Shadow Scale
- Davidson cover of first edition
- Author: Rachel Hartman
- Cover artist: Andrew Davidson
- Genre: Young adult fantasy novel
- Publisher: Random House
- Publication date: March 10, 2015
- Media type: Print (hardcover and electronic book) and audio-CD
- Pages: 608
- ISBN: 978-0-375-86657-9
- LC Class: PZ7.H26736Sh 2015
- Preceded by: Seraphina

= Shadow Scale =

2015 novel by Rachel Hartman

Shadow Scale is a 2015 fantasy novel by Rachel Hartman. It is the sequel and conclusion to her first novel, Seraphina (2012). It was released in hardcover, ebook, and audio book format on March 10, 2015.

==Synopsis==
Shadow Scale starts about three months after the events of Seraphina. A war between rebel dragons and those dragons loyal to the peace treaty with humans has begun. Seraphina sets out to search for other half-human/half-dragons like herself in travels that take her away from Goredd to the states of Samsam, Ninys and Porphyry, in the hopes that the other half-dragons will be able to protect Goredd from attack. She is opposed by other forces who have their own plans to make use of the half-dragons.

==Reception==
Shadow Scale appeared on the New York Times Best Seller List for Young Adult books in its first week of eligibility. Critical reviews have been positive, with the book receiving several starred reviews. Kirkus Reviews wrote that Hartman "continues to expand her world with enough history and detail to satisfy even the most questioning of readers, doing it all so naturally that it’s hard to believe this is fiction.

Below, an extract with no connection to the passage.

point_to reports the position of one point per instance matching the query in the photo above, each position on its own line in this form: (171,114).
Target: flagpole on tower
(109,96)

Dragon fiction has never flown higher." Booklist and Publishers Weekly also gave Shadow Scale starred reviews, writing, "This is a worthy and wholly satisfying continuation of Seraphina’s tale." Quill & Quire wrote, "Shadow Scale is an exceptionally written fantasy seen through the eyes of a young woman caught between two worlds. Fans of Seraphina who have been eagerly awaiting this follow up will not be disappointed."